As a teacher you are in an ideal position to observe the eyesight of your students. Usually, teachers know which children have problems seeing the classroom board.
What most teachers do not know is that they can do a lot to minimize eye and vision problems from developing in the first place. Most important you may be in a position to detect a problem early on so it does not develop into something serious like ADD or Dyslexia. Both have symptoms that are similar to children with eye-coordination problems.

There are simple, yet effective, ways a teacher can help to keep vision problems to a minimum. Vision training in the classroom is not a new idea. Dr. William H. Bates introduced simple eye exercises into the schools in Grand Forks North Dakota in 1903. "The results were so encouraging that the method was employed continuously for more than 10 years. Among 2,000 children, less than 1% were myopic." (New York Medical Journal, July 29, 1911).
A large scale study was conducted in the school system at North Bergen, N.J. over a three year period beginning in 1919 and ending in 1922. The study involved all the North Bergen schools with more than 5,000 students.
Professor Husted, Superintendent of Schools of North Bergen wrote:
"This is a remarkable documentation of the priceless values of this method of education. That 674 or 71% of the 922 students below normal (20/20) have improved eyesight in 1920, that 574 or 62.5% have improved in 1921, that 500 or 52% have improved in 1922, is surely a marvelous showing. The record of improvement is suggestive of what a very faithful and systematic application of these health principles may accomplish."
Today we have numerous repots that vision problems decrease when teachers are aware that spending a few minutes doing Vision training exercises have profound effect.

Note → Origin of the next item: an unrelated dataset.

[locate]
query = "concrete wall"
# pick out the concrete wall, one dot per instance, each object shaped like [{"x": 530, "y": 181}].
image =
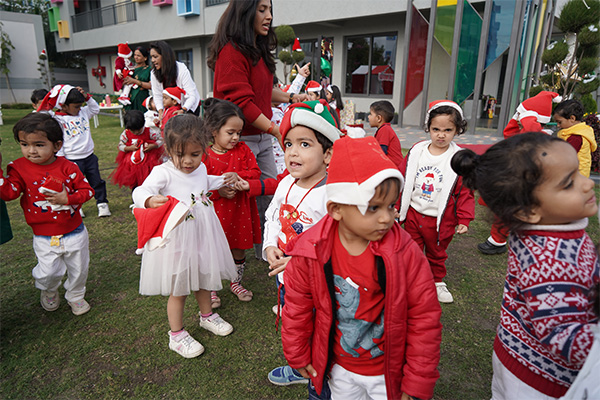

Fill your classroom with Magic eyes
Teachers all over the world have too much work. Classes are large and the teaching objectives are strict. Even with very little time a lot can be accomplished as you have seen from the above North Bergen study. This study may be more than 80n years old, yet the principles are still valid today. Even more so since the vision problems in 1920 were about half of what they are today. In Mexico 23% of the school children are fitted with glasses. In Hong Kong, SIngapore and Taiwan more than 50% of school children wear glasses. In Taiwan 78% of high school students are nearsighted.
Here are some simple exercises you can do in class to help your students maintain good eyesight.
Place an eye-chart on the classroom board - This simple strategy, developed by Dr. William Bates in 1903, consists of having the eye-chart from their seats. First one eye then another. This is essentially the method that was used in the North Bergen study which reduced eyesight problems from 50 to 70%.
This exercise reinforce the children's far point reference which contributes greatly to maintaining natural clear eyesight.
Palming to rest the eyes - Simply rub the hands together as you would do on a cold day. When the hands are nice and warm place the palms, not the fingers, over your closed eyes. Instruct the children to exhale as slowly as possible. This can be made into a game by having them hum a tone to see who can make the longest breath.
This exercise rest the eyes and will improve visual acuity. Can be done before the eye-chart exercise.
Look close, near and far - With natural clear vision you can focus on objects very close as well as on objects very far away and anything in between. Practice this natural ability by looking at different objects at progressively further and further out. Typical classroom work does not involve using the distance vision, so anything you can do to maintain this ability will be beneficial. Have the children look at birds, airplanes etc. Noticing the smallest detail they can possibly see.
Soldiers undergoing commando raining discovered that defective vision became normal when they followed arrows shoot in target practice and normal vision became superior.
It takes as little as 5 minutes a day, yet it can impact a child for a lifetime.